Für mich ist es einfach, diese Frage zu beantworten. Scania wird unabhängig bleiben, von der Kundenperspektive aus gesehen. Wir werden immer unsere Markenpositionierung haben. Unser Herz schlägt für Scania, wir fokussieren uns auf die Kunden und das beste Produkt, das man für Geld kaufen kann, optimiert für den Einsatzzweck und den größtmöglichen Profit unserer Kunden bei zugleich niedrigsten Betriebskosten. Was wir unter dem Gesichtspunkt der Synergien tun können, was wir vielleicht auch nicht im selben Tempo schaffen würden, wenn wir komplett auf uns alleine gestellt wären, sind die großen Investitionen in die Zukunft, die wir gerade für die kommende Generation des konventionellen Antriebsstrangs, wenn man das so nennen will – Verbrennungsmotor, Getriebe, Nachbehandlungs- und Motorkontrollsystem – tätigen. Wir investieren hier sehr stark. Wir müssen natürlich auch in den Elektroantrieb und dessen Entwicklung investieren. Und als Drittes müssen wir sehr stark in das Feld der autonomen Fahrzeugtechnologie investieren. Ich glaube, das wird die nächste einschneidende Entwicklung und der nächste gravierende Fortschritt: der E-Antrieb als erster Schritt und das autonome Fahren als der zweite. Und um das alles auf einmal zu stemmen, brauchen wir die Skaleneffekte, die wir in der Gruppe haben, und deren gesamtes Verkaufsvolumen. Die grundlegende Entwicklung des Antriebsstrangs, die Motorenplattform, wird irgendwann von allen Marken in der Gruppe gemeinsam genutzt werden. Aber die letzten dreißig oder vierzig Prozent der Motorenentwicklung, die diese für die jeweilige Marke einzigartig machen, werden auch von den einzelnen Marken selbst durchgeführt. Aber wir teilen uns die Hauptkosten der Entwicklung und erreichen so die ökonomische Hebelwirkung durch die großen Volumina. Das ist also eine echte Win-win-Situation. Und das Gleiche gilt natürlich auch für die Entwicklung der Komponenten für den elektrischen Antriebsstrang ebenso wie für die Kompetenz im Aufbau und den Komponenten der autonomen Systeme. Zusammenfassend glaube ich, wir werden unsere Einzigartigkeit behalten, unsere Markenpositionierung, und gleichzeitig generieren wir Skaleneffekte über die Gruppe. Also das Beste aus zwei Welten.
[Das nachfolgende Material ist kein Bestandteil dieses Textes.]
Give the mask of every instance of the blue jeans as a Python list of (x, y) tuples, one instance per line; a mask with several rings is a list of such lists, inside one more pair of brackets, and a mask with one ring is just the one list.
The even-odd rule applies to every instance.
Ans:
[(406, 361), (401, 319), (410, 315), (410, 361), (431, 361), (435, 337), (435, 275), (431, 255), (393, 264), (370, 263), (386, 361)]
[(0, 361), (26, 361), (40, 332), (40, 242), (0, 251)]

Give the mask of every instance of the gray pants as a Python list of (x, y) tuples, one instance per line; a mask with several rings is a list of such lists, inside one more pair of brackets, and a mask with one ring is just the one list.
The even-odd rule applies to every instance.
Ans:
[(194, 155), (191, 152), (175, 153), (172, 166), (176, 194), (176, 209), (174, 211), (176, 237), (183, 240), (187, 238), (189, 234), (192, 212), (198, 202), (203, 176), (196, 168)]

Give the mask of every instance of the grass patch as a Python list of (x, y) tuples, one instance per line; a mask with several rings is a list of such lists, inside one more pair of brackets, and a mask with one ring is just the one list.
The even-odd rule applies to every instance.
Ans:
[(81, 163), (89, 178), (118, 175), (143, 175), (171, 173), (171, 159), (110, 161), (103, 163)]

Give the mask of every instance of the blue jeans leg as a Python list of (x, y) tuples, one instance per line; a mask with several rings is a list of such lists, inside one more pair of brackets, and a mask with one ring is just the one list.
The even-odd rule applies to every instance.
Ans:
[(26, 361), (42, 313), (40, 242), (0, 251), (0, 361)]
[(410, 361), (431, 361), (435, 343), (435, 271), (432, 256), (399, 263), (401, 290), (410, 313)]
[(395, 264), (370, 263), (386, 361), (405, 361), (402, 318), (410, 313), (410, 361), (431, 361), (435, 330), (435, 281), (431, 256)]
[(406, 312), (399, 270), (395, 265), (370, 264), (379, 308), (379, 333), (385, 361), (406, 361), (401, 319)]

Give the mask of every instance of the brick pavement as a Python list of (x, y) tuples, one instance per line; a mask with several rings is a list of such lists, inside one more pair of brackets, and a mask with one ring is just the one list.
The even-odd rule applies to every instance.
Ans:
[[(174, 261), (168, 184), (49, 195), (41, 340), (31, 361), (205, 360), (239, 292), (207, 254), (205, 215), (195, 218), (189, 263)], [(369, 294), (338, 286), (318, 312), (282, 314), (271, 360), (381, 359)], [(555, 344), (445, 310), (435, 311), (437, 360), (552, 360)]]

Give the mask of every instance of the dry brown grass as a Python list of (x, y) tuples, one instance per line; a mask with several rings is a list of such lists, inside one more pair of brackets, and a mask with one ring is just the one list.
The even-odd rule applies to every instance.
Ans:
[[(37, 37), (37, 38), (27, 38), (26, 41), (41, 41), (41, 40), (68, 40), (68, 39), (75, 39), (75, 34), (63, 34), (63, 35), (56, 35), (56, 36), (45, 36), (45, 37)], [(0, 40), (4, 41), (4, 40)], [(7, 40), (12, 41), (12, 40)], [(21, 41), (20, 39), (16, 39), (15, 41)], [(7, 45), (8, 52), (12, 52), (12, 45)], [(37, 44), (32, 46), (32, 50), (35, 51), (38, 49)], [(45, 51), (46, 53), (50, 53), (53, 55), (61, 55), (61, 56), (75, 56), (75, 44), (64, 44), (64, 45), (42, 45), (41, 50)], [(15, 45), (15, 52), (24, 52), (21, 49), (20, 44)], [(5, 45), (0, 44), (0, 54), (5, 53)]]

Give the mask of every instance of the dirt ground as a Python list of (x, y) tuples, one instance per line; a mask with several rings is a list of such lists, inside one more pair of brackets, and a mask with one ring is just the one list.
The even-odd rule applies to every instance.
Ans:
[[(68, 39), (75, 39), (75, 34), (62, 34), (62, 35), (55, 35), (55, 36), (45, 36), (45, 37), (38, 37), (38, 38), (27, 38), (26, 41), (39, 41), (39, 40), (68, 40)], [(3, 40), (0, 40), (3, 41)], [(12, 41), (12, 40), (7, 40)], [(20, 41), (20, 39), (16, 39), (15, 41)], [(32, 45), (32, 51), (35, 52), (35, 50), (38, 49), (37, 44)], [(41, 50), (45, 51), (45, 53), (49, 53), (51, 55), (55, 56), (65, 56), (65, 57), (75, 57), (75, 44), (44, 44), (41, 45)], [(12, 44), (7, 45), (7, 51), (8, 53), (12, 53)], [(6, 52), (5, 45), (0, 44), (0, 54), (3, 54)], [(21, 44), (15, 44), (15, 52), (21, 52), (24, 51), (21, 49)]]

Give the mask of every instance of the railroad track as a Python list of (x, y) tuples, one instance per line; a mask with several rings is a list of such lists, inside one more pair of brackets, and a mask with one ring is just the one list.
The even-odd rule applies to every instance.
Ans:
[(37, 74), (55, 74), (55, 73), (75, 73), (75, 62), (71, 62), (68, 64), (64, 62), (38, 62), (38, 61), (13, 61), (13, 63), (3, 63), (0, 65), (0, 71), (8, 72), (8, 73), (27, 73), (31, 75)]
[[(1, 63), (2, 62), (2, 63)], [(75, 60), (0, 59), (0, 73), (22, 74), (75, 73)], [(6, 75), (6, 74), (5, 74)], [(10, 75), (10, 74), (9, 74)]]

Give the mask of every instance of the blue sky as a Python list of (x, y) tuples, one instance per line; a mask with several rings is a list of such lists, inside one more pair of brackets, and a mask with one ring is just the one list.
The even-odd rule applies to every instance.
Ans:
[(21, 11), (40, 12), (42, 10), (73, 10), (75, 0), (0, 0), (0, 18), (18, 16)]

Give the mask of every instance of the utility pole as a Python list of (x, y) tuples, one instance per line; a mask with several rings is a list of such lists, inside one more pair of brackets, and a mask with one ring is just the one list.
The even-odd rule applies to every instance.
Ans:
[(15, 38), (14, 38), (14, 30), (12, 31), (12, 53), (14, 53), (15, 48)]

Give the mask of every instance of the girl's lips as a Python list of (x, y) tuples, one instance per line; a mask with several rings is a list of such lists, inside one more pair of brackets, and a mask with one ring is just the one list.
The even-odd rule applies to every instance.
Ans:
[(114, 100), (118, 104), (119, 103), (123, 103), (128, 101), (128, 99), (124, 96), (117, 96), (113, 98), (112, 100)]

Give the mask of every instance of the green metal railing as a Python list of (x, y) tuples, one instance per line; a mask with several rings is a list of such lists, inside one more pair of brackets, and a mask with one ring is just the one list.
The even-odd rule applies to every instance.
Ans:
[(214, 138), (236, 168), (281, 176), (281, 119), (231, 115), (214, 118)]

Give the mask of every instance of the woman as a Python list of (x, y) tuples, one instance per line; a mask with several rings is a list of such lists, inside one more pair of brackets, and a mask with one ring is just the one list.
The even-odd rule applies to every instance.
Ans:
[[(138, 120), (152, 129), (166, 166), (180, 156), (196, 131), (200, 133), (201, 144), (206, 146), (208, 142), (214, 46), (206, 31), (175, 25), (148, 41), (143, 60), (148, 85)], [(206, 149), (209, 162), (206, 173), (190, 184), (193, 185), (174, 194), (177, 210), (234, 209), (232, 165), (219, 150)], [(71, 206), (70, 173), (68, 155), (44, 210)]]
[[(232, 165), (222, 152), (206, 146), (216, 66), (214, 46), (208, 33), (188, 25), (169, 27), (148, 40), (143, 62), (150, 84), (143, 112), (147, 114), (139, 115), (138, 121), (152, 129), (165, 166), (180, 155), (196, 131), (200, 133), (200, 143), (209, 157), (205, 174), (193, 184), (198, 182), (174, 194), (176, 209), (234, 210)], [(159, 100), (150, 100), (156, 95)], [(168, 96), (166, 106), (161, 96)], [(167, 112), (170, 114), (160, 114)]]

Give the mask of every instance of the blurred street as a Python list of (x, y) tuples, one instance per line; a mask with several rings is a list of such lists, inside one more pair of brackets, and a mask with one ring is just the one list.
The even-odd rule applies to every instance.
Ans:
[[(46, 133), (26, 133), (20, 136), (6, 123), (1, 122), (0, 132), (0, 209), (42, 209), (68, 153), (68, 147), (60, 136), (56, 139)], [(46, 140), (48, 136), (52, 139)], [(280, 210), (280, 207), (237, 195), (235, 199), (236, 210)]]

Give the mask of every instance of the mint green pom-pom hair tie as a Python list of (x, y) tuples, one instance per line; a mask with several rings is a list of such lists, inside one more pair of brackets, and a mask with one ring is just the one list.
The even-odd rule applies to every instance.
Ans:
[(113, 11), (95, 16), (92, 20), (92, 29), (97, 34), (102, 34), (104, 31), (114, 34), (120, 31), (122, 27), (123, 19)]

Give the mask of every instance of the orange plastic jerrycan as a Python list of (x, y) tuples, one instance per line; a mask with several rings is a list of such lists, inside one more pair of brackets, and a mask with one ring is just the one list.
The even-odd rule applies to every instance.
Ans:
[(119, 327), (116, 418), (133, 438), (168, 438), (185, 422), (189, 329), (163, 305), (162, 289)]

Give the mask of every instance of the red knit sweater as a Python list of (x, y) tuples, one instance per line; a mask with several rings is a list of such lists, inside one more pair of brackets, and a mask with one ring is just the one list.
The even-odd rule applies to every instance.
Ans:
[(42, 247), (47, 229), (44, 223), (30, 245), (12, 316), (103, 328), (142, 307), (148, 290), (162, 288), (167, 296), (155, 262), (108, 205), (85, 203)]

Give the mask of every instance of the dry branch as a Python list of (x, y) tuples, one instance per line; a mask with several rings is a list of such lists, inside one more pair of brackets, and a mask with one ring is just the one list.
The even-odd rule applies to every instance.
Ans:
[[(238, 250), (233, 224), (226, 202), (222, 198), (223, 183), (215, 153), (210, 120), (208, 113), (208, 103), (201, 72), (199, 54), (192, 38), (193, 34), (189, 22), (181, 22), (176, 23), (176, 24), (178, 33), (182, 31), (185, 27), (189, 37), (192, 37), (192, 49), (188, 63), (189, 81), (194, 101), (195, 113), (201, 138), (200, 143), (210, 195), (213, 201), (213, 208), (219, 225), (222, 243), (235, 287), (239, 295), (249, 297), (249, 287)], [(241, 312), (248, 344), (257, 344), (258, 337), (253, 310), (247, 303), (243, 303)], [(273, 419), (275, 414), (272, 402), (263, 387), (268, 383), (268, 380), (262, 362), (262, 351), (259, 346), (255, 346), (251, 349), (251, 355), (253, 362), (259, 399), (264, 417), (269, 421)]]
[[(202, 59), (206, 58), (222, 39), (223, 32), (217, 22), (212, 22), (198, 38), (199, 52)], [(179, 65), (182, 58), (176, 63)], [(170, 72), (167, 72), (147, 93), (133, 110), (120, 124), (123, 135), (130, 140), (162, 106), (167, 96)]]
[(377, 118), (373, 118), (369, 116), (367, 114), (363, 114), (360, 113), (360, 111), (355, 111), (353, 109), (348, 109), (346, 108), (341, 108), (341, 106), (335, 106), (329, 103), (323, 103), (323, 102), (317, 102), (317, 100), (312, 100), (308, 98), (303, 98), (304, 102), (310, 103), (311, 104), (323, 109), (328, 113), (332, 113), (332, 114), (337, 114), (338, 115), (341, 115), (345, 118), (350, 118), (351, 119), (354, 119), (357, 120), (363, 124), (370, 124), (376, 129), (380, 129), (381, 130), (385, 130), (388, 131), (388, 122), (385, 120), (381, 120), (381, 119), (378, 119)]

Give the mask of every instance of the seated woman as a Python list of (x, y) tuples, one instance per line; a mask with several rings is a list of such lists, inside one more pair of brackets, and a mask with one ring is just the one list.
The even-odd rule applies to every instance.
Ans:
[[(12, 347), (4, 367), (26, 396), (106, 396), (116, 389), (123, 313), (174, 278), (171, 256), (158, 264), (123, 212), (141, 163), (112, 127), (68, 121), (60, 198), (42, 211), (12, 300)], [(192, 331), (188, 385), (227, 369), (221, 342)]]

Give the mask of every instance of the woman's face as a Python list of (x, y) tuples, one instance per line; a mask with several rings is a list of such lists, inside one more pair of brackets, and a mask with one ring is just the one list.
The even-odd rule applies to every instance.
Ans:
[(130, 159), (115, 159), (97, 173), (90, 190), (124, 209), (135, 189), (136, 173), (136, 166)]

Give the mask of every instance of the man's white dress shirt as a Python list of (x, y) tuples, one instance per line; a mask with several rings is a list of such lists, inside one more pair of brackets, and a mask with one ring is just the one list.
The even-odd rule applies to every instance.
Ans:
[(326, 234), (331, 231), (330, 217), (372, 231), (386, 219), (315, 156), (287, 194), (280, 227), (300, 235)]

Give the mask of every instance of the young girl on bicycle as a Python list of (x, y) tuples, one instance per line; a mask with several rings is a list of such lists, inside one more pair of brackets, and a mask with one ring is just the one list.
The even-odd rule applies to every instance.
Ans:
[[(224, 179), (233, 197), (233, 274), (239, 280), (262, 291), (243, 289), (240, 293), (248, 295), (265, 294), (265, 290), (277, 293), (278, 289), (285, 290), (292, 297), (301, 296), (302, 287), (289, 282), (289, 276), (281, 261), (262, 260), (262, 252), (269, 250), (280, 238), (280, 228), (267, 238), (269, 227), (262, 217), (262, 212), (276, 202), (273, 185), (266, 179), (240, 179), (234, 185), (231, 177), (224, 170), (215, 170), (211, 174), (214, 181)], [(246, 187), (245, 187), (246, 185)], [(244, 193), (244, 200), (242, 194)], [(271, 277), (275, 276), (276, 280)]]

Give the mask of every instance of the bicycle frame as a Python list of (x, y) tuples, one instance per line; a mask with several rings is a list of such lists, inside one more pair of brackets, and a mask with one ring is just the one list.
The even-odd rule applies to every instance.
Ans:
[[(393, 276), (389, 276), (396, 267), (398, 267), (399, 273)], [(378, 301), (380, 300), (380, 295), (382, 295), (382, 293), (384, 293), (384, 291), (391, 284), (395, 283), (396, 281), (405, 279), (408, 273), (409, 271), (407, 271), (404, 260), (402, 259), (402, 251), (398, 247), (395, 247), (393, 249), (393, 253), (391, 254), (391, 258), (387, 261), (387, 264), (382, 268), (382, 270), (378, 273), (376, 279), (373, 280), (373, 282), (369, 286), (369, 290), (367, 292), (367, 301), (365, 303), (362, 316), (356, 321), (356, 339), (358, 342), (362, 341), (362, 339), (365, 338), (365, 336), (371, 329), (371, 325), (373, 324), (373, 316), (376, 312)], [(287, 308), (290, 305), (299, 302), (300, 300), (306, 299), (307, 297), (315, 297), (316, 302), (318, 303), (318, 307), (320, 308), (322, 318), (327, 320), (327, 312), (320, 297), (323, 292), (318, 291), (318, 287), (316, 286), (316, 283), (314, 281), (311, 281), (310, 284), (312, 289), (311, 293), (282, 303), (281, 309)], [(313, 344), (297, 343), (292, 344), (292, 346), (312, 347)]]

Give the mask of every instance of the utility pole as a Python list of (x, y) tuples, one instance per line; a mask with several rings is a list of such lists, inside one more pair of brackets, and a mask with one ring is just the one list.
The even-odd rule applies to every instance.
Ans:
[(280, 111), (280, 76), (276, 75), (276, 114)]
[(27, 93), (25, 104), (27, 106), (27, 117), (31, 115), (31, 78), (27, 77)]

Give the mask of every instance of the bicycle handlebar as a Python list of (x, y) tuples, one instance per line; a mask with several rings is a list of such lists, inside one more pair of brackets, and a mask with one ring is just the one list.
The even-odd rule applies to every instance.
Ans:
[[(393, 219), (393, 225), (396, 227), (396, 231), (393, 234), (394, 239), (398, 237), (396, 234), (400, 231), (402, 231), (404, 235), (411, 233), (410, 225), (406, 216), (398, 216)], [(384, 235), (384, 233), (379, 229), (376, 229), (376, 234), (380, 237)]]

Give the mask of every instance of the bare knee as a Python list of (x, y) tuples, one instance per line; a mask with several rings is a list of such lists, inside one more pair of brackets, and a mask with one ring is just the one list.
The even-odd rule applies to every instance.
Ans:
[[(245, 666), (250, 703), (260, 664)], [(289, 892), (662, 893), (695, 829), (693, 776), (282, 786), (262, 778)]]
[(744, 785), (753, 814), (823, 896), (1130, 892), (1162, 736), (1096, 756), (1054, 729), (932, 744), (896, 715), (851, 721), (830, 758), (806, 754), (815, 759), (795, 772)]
Denken wir ein wenig weiter in die Zukunft: Wann werden wir die ersten fahrerlosen Vehikel auf der Straße sehen?

Was auch immer ich sage, wird falsch sein, so viel ist sicher. Das hängt natürlich von der technischen Entwicklung ab. Die Software ist wichtig und es geht sehr stark um Bilderkennung und wie man die gesamte Information erfasst und zusammenführt, die das Fahrzeug dem zentralen Computer zur Verfügung stellt. Aber es geht auch um die Entwicklung der eigentlichen Sensoren. Zum Beispiel einen Radar zu entwickeln, der im Fahrzeug verbaut wird und genau genug arbeitet, um zusammen mit einer Kamera zwischen verschiedenen Objekten zu unterscheiden. Und natürlich die Rechnerleistung: Die nötige Computerleistung ist noch nicht in der Form und Größe verfügbar, die wir brauchen. Natürlich, man könnte die Fahrerkabine mit Computern vollstopfen, aber das kann nicht wirklich die Lösung sein. Wir brauchen robuste, in das Fahrzeug integrierte Systeme, die das bewerkstelligen. Es gibt Pläne für die Zukunft und in einigen Jahren wird das auch realisierbar sein, aber zurzeit ist das noch nicht verfügbar. Und dann gibt es noch die Gesetzgebung. Wann wird es legal sein, ohne Fahrer auf öffentlichen Straßen unterwegs zu sein? Ich habe Ihre Frage noch nicht beantwortet, ich weiß.

Daran wollte ich Sie gerade erinnern...

Komplett fahrerlose Autos auf den Straßen? In weniger als zehn Jahren, glaube ich.

In einer Test- und Erprobungsphase oder als echte Marktlösungen?

Ich glaube, wir können dann bereits entsprechend Lösungen auf dem Markt sehen. Insbesondere für spezielle Anwendungen, beispielsweise nur auf Autobahnen zwischen Hubs. Ich glaube, zehn Jahre ist eine ausreichende Zeitspanne. Wenn es um andere Anwendungen wie den Bergbau oder geschlossene Areale geht, dann werden wir das schon früher sehen. Da haben wir bereits Tests mit Kunden laufen, bei denen wir in den Minen autonom fahren. Aber das ist einfacher, man kann die Verkehrssituation an den Lkw anpassen und man ist sicher, dass es keine Fußgänger, Radfahrer oder Jogger gibt.